Rome fell SEPTEMBER 4, 476AD.
In the centuries preceding, Rome had been overrun with illegal immigrants: Visigoths, Franks, Anglos, Saxons, Ostrogoths, Burgundians, Lombards and Vandals.
They first assimilated, many working as servants, but soon came so fast they did not learn the Latin language.
Though militarily superior and marching on advanced road systems, the highly trained Roman Legions were strained fighting conflicts worldwide, and eventually troops had to be brought home from the frontiers, such a Britain.
Visigothic King Alaric, Vandal King Geiseric, Attila the Hun, and finally the barbarian King Odoacer, committed terrorist attacks, wiping out whole cities, till Rome itself was eventually sacked.
Rome had been weakened by a large trade deficit, having outsourced its grain production to North Africa, and when the Vandals captured North Africa, Rome did not have the resources to retaliate.
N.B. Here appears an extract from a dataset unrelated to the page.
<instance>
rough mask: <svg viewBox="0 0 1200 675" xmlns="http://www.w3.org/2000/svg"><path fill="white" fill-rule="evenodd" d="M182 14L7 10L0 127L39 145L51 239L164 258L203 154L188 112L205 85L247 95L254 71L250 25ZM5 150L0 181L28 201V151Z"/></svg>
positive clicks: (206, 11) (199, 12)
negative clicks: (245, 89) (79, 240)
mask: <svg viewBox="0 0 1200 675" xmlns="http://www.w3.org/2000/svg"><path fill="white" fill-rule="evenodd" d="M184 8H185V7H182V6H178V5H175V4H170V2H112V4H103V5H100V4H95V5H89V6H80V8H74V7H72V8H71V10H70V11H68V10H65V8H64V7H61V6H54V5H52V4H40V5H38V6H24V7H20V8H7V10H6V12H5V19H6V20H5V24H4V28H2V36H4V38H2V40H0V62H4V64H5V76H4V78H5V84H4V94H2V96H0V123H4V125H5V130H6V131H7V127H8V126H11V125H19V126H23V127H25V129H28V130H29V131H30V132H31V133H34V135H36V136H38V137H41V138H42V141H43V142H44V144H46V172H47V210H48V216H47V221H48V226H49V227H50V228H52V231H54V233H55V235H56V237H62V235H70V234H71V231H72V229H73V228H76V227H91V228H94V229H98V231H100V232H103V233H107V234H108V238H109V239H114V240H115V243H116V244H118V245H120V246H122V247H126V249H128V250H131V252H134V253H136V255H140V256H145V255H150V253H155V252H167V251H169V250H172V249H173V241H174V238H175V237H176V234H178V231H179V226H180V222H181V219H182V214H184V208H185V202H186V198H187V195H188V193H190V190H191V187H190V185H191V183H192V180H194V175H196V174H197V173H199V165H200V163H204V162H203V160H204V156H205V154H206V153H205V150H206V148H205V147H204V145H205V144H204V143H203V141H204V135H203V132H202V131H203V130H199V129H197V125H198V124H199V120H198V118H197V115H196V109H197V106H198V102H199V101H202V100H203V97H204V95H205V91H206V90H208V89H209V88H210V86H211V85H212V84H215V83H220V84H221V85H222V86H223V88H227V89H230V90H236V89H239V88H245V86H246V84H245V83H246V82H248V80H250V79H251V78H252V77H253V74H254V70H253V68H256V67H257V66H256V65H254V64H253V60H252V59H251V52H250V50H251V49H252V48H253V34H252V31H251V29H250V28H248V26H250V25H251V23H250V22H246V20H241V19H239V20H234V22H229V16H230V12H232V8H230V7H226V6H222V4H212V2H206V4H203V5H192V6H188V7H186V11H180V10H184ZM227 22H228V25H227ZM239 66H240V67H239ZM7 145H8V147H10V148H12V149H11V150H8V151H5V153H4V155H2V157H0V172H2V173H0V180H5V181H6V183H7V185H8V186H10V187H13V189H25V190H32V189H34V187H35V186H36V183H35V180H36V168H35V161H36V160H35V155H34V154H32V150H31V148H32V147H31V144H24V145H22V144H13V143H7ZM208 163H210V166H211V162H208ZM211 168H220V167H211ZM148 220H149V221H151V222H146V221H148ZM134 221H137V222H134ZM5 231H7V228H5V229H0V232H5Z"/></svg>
"Bread and the Circus!" Citizens of Rome were kept distracted with violent entertainment in the Coliseum and Circus Maximus. The Roman Emperor kept citizens appeased with welfare and free bread.
One Roman commented:
"Those who live at the expense of the public funds are more numerous than those who provide them."
Tax collectors were "more terrible than the enemy."
Rome was crippled by huge government bureaucracies and enormous public debt.
A history of court favoritism, infidelity, exposure of unwanted infants, perverted bathhouses, and sexual immorality led 5th-Century historian Salvian to write:
"O Roman people be ashamed...Let nobody think otherwise, the vices of our bad lives have alone conquered us."